Age is of no importance unless you're a cheese -- Billie Burke

ARMv8: flamegraph and NMI support

| Comments

Non-maskable interrupts (NMI) is a really useful feature for debugging, that hardware can provide. Unfortunately ARM doesn’t provide an out-of-the-box NMI interrupt mechanism. This post shows a flamegraph issue due to missing NMI support, and the upstream work being done to simulate NMI in ARMv8.

Some great Linux kernel features that rely on NMI to work properly are:

  • Backtrace from all CPUs: A number of places in the kernel rely on dumping the stacks of all CPUs at the time of a failure to determine what was going on. Some of them are Hung Task detection, Hard/soft lockup detector and spinlock debugging code.
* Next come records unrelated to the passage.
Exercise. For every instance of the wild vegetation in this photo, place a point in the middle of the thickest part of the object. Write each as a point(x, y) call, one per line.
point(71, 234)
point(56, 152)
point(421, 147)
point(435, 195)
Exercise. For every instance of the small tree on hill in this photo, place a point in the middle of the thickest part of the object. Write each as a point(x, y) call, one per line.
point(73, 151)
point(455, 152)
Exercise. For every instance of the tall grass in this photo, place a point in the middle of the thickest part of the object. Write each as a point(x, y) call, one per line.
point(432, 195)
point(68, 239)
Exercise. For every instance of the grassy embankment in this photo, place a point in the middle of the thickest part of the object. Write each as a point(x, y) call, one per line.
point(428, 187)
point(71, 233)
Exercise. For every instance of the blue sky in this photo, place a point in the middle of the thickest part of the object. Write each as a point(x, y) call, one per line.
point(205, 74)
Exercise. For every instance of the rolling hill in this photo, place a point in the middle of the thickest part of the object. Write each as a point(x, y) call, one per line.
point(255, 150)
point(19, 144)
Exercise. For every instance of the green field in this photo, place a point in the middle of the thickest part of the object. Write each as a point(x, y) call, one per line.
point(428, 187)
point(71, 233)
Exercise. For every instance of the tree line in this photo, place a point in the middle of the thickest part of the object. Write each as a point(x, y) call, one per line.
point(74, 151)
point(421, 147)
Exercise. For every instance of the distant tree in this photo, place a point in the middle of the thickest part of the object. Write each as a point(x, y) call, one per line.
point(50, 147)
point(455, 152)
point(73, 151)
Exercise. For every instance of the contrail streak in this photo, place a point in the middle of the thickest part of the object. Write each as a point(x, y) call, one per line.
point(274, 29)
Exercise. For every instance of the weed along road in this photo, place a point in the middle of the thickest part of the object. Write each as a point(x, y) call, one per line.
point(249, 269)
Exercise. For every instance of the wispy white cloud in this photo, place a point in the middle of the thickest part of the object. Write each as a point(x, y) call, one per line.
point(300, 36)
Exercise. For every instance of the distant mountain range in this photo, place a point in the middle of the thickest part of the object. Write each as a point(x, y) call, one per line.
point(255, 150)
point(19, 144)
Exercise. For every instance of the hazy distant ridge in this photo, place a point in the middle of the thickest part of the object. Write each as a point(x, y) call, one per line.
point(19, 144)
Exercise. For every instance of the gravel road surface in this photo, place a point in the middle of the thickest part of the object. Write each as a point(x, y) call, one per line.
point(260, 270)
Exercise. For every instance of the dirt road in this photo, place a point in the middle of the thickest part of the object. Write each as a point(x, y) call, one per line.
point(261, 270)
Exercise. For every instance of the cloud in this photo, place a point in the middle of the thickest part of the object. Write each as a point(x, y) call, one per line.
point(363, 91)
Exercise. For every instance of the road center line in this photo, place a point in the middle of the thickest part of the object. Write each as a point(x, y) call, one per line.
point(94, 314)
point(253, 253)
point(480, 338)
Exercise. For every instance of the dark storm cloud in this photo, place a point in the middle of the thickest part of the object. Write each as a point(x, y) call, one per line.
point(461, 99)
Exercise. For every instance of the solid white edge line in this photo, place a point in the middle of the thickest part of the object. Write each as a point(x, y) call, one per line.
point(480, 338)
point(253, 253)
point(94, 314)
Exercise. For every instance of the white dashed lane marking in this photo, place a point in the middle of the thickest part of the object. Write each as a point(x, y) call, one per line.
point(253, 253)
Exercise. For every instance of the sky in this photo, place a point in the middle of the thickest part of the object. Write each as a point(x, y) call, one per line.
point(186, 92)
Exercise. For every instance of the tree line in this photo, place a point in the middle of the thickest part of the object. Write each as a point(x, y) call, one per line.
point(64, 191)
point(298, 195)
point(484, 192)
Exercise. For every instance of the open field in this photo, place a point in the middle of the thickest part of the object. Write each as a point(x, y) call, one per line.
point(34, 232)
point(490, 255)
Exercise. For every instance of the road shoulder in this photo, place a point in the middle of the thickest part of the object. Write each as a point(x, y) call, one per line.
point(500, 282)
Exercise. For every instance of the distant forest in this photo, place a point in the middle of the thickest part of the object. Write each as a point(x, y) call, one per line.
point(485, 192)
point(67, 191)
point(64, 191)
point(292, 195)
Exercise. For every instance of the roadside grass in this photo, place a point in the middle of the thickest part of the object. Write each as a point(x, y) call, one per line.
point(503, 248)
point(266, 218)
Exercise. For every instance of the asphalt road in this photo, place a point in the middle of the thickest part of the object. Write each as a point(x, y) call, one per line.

  • Perf profiling and flamegraphs: To be able to profile code that runs in interrupt handlers, or in sections of code that disable interrupts, Perf relies on NMI support in the architecture. flamegraphs are a great visual representation of perf profile output. Below is a flamegraph I generated from perf profile output, that shows just what happens on an architecture like ARMv8 with missing NMI support. Perf is using maskable-interrupts on this platform for profiling:

As you can see in the area of the flamegraph where the arrow is pointed, a large amount of time is spent in _raw_spin_unlock_irqrestore. It can baffle anyone looking at this data for the first time, and make them think that most of the time is spent in the unlock function. What’s actually happenning is because perf is using a maskable interrupt in ARMv8 to do its profiling, any section of code that disables interrupts will not be see in the flamegraph (not be profiled). In other words perf is unable to peek into sections of code where interrupts are disabled. As a result, when interrupts are reenabled during the _raw_spin_unlock_irqrestore, the perf interrupt routine then kicks in and records the large number of samples that elapsed in the interrupt-disable section but falsely accounts it to the _raw_spin_unlock_restore function during which the perf interrupt got a chance to run. Hence the flamegraph anomaly. It is indeed quite sad that ARM still doesn’t have a true NMI which perf would love to make use of.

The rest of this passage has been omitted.